In this study, BSH independently correlated with RWT. A previous study showed that an increase in RWT is a strong independent predictor of mortality [5]. RWT significantly increases stroke risk, but no interactions have been detected between RWT and LVM [20]. A prospective study showed that RWT is an independent predictor of all-cause and cardiovascular mortality in patients who experience ischemic stroke, whereas the association between LVMI and all-cause death is not significant [21]. In the present study, hypertensive patients with BSH demonstrated a greater RWT and accounted for the highest proportion of patients with concentric remodeling. Therefore, if LV geometry is routinely measured in clinical practice, cardiovascular risk in patients with BSH may be increased.

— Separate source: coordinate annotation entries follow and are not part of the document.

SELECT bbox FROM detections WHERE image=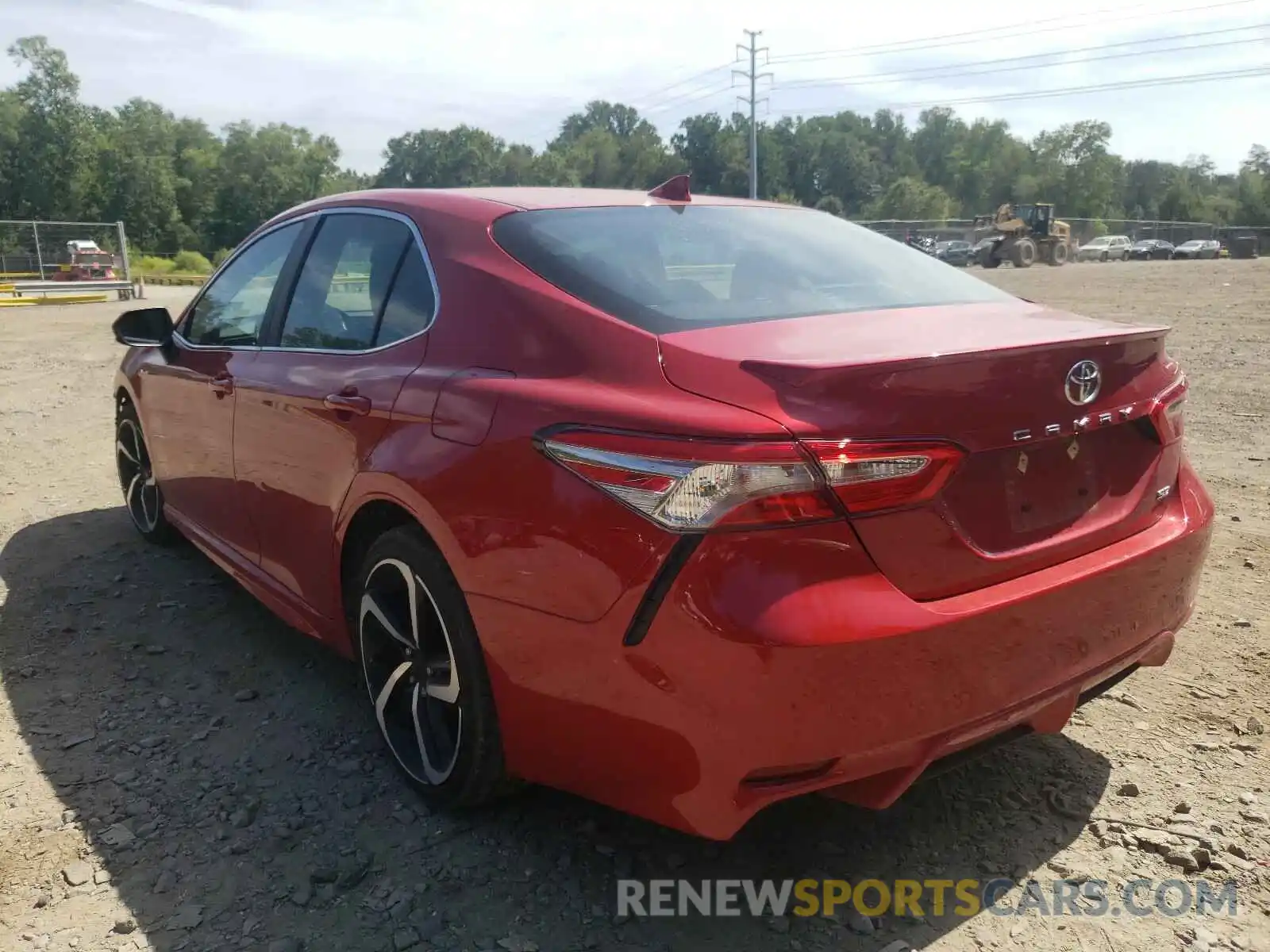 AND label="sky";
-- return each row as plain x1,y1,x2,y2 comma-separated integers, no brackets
0,0,1270,171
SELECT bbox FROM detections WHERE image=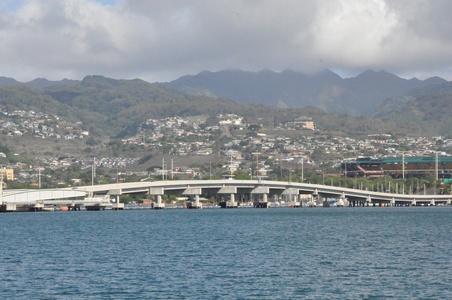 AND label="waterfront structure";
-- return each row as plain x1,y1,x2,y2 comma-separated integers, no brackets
1,179,452,211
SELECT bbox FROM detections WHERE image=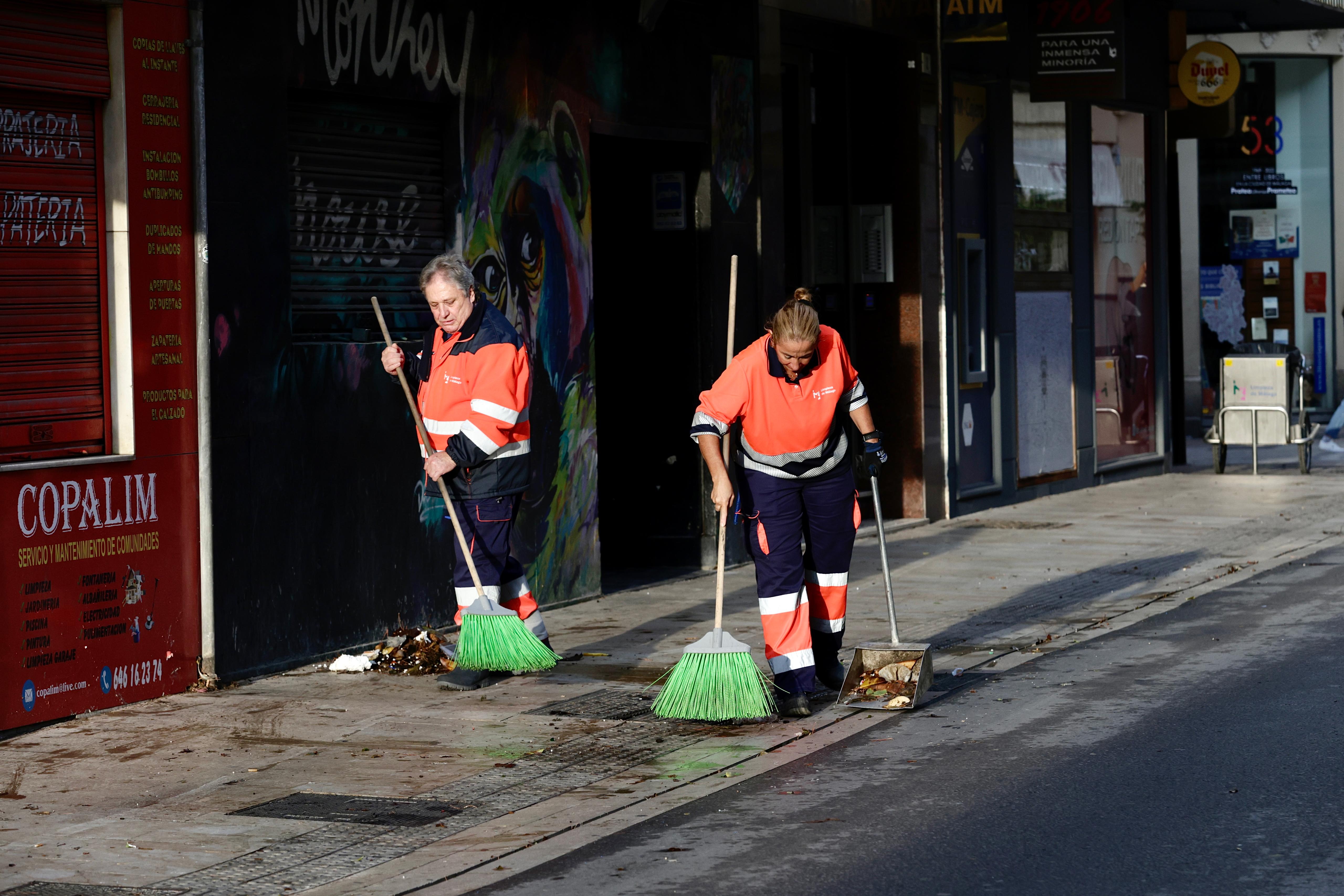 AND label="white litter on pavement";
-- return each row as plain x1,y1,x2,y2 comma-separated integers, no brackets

Our study has several limitations that should be noted. First, because of the cross-sectional study design, a causal relationship between BSH and LV geometry could not be determined. Prospective studies examining whether BSH is predictive of LV geometry and cardiovascular disease are required. Second, the majority of patients were aged >40 years; thus, our findings may not reflect the characteristics of BSH in a younger population.